The world over, the performance of colleges is under fire.  It’s about time that happened, but there should also be serious concerns about the new report cards that are being fashioned for tertiary educational institutions.

The Obama Administration in the U.S., for instance, plans to create a new performance-based rating system with teeth.  In future, it says, resources will flow only where tangible student-focused outcomes justify their deployment.  Those outcomes will be, most likely, improved retention and graduation rates; fewer wasted credits; lower student debt-burdens; easier access to financial support; greater efficiency estimated by linking progress to degrees and demonstrations of competency, not to credit hours or seat times; more students hired within a reasonable period after graduation; higher salary levels for them; and so on.

Are these useful measures?  Of course.  Will tracking them prove helpful to college managements?  Of course.  Will knowing them be relevant to students and families?  Of course.

But these are not measures of educational performance; these measure only the efficiency of the educational process.  Think, for a moment, of a college as if it were a factory, a pipeline that takes in raw materials and puts them through a structured series of steps that leads to the creation of  “finished products,” namely well-educated students.  The measurements under discussion are yardsticks of the pipeline’s asset utilization and process efficiency levels.  If we improve them, the “factory” will run better.

However, if colleges use only these metrics to evaluate their performance, they will continue to repeat past errors.  For, they will be measuring virtually everything except the one thing that matters most: Student learning.

Nonsense, will be the predictable rebuttal; colleges already measure learning.  What do you think grades indicate?  What do you think degrees stand for?  What do you think the Latin on a diploma signals?

Even if you believe that colleges grade, certify, and award degrees accurately, there are grave limitations to the way they do it.  Their measurements primarily reward discipline-based knowledge — not the capabilities in critical thinking, analytic reasoning, communication skills, and interpersonal effectiveness that employers most care about and that are essential for students to succeed as adults in the real world.

Research shows that there are links between traditional academic performance and economic status.  For instance, students with the advantages that prepare them to test well at one level tend to test well at other levels too.  So the fact that students are performing well according to standard measures may have little, if anything, to do with a college’s learning-related performance.  It may just have a great admissions office and a powerful brand, taking in talented kids through the front door and not messing them up.

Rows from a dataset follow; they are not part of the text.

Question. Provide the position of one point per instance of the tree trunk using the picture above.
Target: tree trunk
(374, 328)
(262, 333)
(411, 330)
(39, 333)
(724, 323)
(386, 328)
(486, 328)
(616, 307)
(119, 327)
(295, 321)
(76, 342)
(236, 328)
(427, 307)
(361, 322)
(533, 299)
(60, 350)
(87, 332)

Meanwhile, two great ironies are unfolding.  One, while the accuracy of traditional grading stagnates, the ability to carry out true learning-related assessments has advanced with lightning speed.  Improvements in the U.S. Collegiate Learning Assessment; the skills-and-employability assessment instruments pioneered by organizations such as Aspiring Minds in India; the algorithms used to track learning in online video games; the analytics that underlie the learning experiences offered by massive open online courses; and US Education Testing Services’ new proficiency profiles and skills instruments are all changing what assessments can lead to.  (That’s a topic I will revisit in my next post.)

Two, this is also a time when corporations and executives can help create the outcomes they desire as long as they don’t focus only on helping colleges to boost process efficiency or re-shape curriculums.  The corporate world knows a lot about how to evaluate the kinds of learning that matter to it.  It’s time business shared that expertise with colleges, and joined them in efforts to build novel tools that will help measure students’ real learning performances.